Is Sanchez on to a good thing?

Flickr by PP de Galicia

Young kings will punish

DOLORES DE COSPEDAL, the Partido Popular’s secretary general and president of the Castilla-La Mancha region, recently weighed in against Ciudadanos and Podemos.

De Cospedal, with territory to defend, would hardly spare kind words for the two new political parties poaching PP votes.

But by quoting “The gods send young kings when they want to punish humans,” she tacitly agreed that the PP’s frontman Mariano Rajoy is vulnerable to competition from younger rivals.

Podemos leader Pablo Iglesias is no oil painting but he’s young and the ponytail scores points in some quarters. Ciudadanos, doubly disliked by the PP for its Centre orientation, have a good-looker in leader Albert Rivera and the PSOE’s Pedro Sanchez will scoop up votes on looks alone.

De Cospedal was half-right because the gods have sent young kings but they will punish Rajoy, not the populace.

FELIPE GONZALEZ , former president of the Spanish government for nearly 13-and-a-half years, called on the PSOE to support Pedro Sanchez.

Gonzalez admitted he did not vote for Sanchez during the primaries to select the party’s secretary general. He voted for Eduardo Madina, he said, because he knew him but not Sanchez.
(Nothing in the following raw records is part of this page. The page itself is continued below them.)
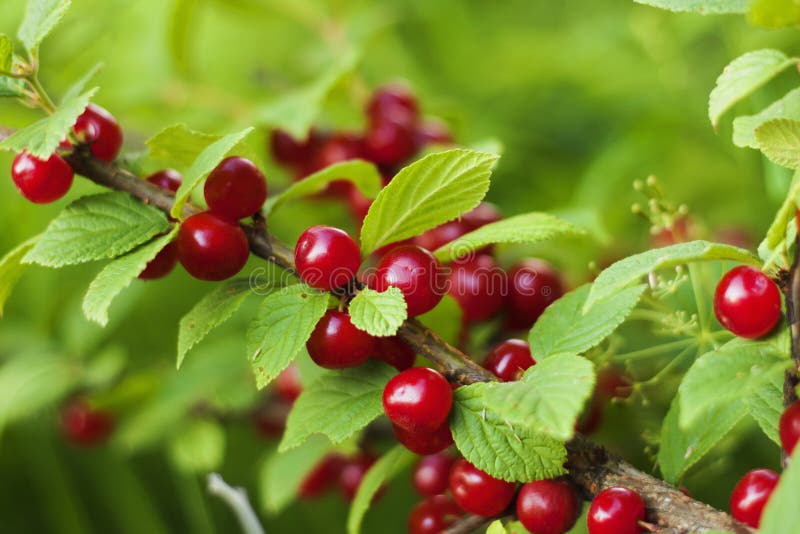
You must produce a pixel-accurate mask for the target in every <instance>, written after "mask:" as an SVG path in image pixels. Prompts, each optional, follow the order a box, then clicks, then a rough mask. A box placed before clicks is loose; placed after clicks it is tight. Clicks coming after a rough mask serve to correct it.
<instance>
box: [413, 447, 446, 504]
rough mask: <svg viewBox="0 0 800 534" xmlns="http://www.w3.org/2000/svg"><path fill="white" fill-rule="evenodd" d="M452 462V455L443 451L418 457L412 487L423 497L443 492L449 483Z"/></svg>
mask: <svg viewBox="0 0 800 534" xmlns="http://www.w3.org/2000/svg"><path fill="white" fill-rule="evenodd" d="M454 462H455V460H454V459H453V457H452V456H450V455H449V454H447V453H444V452H440V453H438V454H431V455H430V456H425V457H424V458H422V459H420V461H419V462H418V463H417V466H416V467H415V468H414V474H413V476H412V481H413V483H414V488H415V489H416V490H417V492H418V493H419V494H420V495H423V496H425V497H432V496H433V495H439V494H440V493H444V492H445V491H447V488H448V486H449V484H450V468H451V467H453V463H454Z"/></svg>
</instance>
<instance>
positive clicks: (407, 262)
mask: <svg viewBox="0 0 800 534" xmlns="http://www.w3.org/2000/svg"><path fill="white" fill-rule="evenodd" d="M441 276H442V270H441V265H440V264H439V260H437V259H436V257H434V255H433V254H431V253H430V252H428V251H427V250H425V249H424V248H421V247H417V246H413V245H407V246H401V247H396V248H393V249H392V250H390V251H389V252H387V253H386V254H385V255H384V256H383V257H382V258H381V259H380V260H379V261H378V265H377V266H376V269H375V274H374V276H372V277H370V280H369V285H370V287H372V288H373V289H375V290H377V291H386V290H387V289H388V288H389V287H390V286H394V287H396V288H398V289H400V291H401V292H402V293H403V296H404V297H405V299H406V304H407V305H408V316H409V317H415V316H417V315H422V314H423V313H425V312H427V311H430V310H432V309H433V308H434V307H435V306H436V305H437V304H439V301H440V300H442V297H443V296H444V293H443V292H442V291H441V289H440V288H439V287H438V286H439V285H440V283H441V281H440V278H441Z"/></svg>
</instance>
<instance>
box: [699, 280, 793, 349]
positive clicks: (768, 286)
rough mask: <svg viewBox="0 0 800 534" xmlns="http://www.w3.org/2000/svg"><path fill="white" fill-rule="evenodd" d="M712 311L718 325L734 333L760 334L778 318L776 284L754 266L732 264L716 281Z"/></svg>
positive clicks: (779, 319) (779, 315) (766, 331)
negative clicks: (731, 267)
mask: <svg viewBox="0 0 800 534" xmlns="http://www.w3.org/2000/svg"><path fill="white" fill-rule="evenodd" d="M714 313H715V314H716V316H717V320H718V321H719V322H720V323H721V324H722V326H724V327H725V328H727V329H728V330H730V331H731V332H733V333H734V334H736V335H737V336H739V337H747V338H757V337H761V336H763V335H765V334H767V333H769V331H770V330H772V329H773V328H774V327H775V325H776V324H777V322H778V320H780V317H781V295H780V292H779V291H778V286H776V285H775V282H773V281H772V280H770V279H769V277H768V276H767V275H765V274H764V273H762V272H761V271H759V270H758V269H755V268H753V267H749V266H745V265H742V266H739V267H734V268H733V269H731V270H730V271H728V273H727V274H726V275H725V276H723V277H722V280H720V281H719V284H717V291H716V293H714Z"/></svg>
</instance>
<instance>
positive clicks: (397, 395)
mask: <svg viewBox="0 0 800 534" xmlns="http://www.w3.org/2000/svg"><path fill="white" fill-rule="evenodd" d="M452 406H453V390H452V389H451V388H450V384H449V383H448V382H447V379H446V378H445V377H444V376H442V375H441V373H438V372H436V371H434V370H433V369H430V368H428V367H414V368H411V369H408V370H407V371H403V372H402V373H399V374H397V375H395V376H393V377H392V379H391V380H389V382H388V383H387V384H386V387H385V388H384V389H383V410H384V411H385V412H386V416H387V417H389V420H390V421H392V423H394V424H395V425H397V426H399V427H401V428H403V429H404V430H408V431H409V432H420V433H425V432H427V433H432V432H435V431H437V430H439V427H441V426H442V425H443V424H446V422H447V417H448V416H449V415H450V408H451V407H452Z"/></svg>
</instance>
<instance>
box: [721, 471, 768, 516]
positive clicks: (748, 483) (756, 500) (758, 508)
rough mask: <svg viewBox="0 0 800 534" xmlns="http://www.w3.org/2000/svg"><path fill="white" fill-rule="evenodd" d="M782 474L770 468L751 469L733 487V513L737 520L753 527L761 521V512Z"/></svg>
mask: <svg viewBox="0 0 800 534" xmlns="http://www.w3.org/2000/svg"><path fill="white" fill-rule="evenodd" d="M779 479H780V475H778V473H776V472H775V471H771V470H770V469H753V470H752V471H749V472H748V473H747V474H746V475H745V476H743V477H742V479H741V480H739V482H738V483H737V484H736V487H735V488H733V493H732V494H731V503H730V504H731V515H732V516H733V518H734V519H735V520H737V521H740V522H742V523H744V524H745V525H748V526H751V527H753V528H758V526H759V524H760V523H761V513H762V512H763V511H764V507H765V506H766V505H767V501H769V497H770V495H772V492H773V490H774V489H775V486H777V485H778V480H779Z"/></svg>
And there’s the rub: the party grandees did not know Sanchez either and it rankled that he pipped Susana Diaz, their first choice, at the post.

They and Diaz herself rejected Gonzalez’s advice to cluster round him, preferring to wait until after the elections. They would be wiser to take Felipe’s astute advice now because if Sanchez does well in May he will be unlikely to forget their lack of enthusiasm in April.

Up and away

QUIET, unassuming, outstandingly courageous Pablo Ruz has vacated the Number Five national high court in Madrid.

The judge’s move is routine and in line with Spain’s legal system, but all of the Gurtel corruption network and the politicians mired must rue the day he took over the case. Without wanting to, he has changed Spain forever.

Power-hungry

UPyD, founded by Rosa Diez after she broke from the PSOE in 2007, is crumbling into oblivion.

It failed to secure a seat in the Andalucian parliament last month and is leaching candidates. One of them, Juan Antonio Horrach, prospective head of the party’s Baleares list for May’s local and regional elections resigned because staying “amounted to suicide.”

He was undoubtedly on the way to defeat, but revealed himself as a politician for whom politics are not a way of life, but a matter of life and death.